Viral encephalitis test

(1) CT examination:
1. Part:
It is mainly located in the anterior medial temporal lobe and insula, and the density to the outside of the lenticular nucleus is suddenly normal, which is a characteristic CT manifestation of the disease. Lesions can affect the frontal lobe forward, the frontal parietal lobe upward, the occipital lobe backward, and the inner capsule inward.
2. Ordinary scanning:
The diseased area appears as a low-density area with unclear boundaries. This sign is most obvious in the first week after the disease, which can last for more than 4 weeks, and the density becomes lower and lower with the course of the disease, and the boundary of the low-density area becomes increasingly clear. High-density lesions can be seen in many cases, which is a sign of encephalitis bleeding. Due to severe cerebral edema in the necrotic area, a space-occupying effect may occur, causing compression and deformation of the adjacent ventricle, and the midline structure may shift to the healthy side.
3. Enhanced scanning:
About 2 to 4 weeks after the onset, about half of the cases showed line-like enhancement around the low-density area, with the lateral fissure and the most prominent around the islets.
(B) MRI examination:
Viral encephalitis has more manifestations on MRI, but they are not characteristic, mainly single or multiple lesions in the brain with blurred borders; T1WI is equal and low signal, T2WI is high signal, of which herpes simplex virus The MRI manifestations of encephalitis are: the basal, medial, and insular areas of the temporal lobe are limited by long T1 and long T2 signals, which are usually localized on one or the other side and are lighter. They can spread to the frontal lobe and sometimes spotted and patchy Hemorrhage, diffuse or cerebral gyrus enhancement after Gd-DTPA injection.
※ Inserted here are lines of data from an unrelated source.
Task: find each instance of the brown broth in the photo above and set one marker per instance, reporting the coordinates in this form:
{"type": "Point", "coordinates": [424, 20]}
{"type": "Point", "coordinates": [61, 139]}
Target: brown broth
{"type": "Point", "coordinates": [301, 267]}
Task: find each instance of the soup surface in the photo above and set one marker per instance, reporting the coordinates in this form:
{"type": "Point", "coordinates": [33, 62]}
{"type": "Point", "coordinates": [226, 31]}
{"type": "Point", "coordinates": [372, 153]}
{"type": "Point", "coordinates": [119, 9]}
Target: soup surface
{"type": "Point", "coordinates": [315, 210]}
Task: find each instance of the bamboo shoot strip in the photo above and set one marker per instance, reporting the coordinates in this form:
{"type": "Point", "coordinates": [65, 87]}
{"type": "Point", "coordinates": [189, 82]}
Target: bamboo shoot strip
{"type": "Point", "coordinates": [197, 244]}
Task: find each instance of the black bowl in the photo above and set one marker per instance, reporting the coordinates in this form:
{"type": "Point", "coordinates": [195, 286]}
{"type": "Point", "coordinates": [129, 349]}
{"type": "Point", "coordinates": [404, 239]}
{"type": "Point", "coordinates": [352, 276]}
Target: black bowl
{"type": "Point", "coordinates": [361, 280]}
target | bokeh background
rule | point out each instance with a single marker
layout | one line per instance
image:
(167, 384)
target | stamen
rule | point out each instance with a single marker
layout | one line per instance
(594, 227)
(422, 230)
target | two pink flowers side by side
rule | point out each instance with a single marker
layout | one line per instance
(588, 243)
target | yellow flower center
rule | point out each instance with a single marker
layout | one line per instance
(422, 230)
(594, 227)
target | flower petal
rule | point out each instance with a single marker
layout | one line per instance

Viral encephalitis treatment principles

(A) general care:
Maintain a quiet environment in the ward, keep the air in the ward free, and control the room temperature at 20 22 ; ensure a high-calorie, high-protein, high-vitamin diet, light and easy to digest, maintain sufficient energy supply, and avoid spicy and irritating food.
(2) antiviral treatment;
(Three) symptomatic treatment:
Cool down, stop panic and reduce intracranial pressure.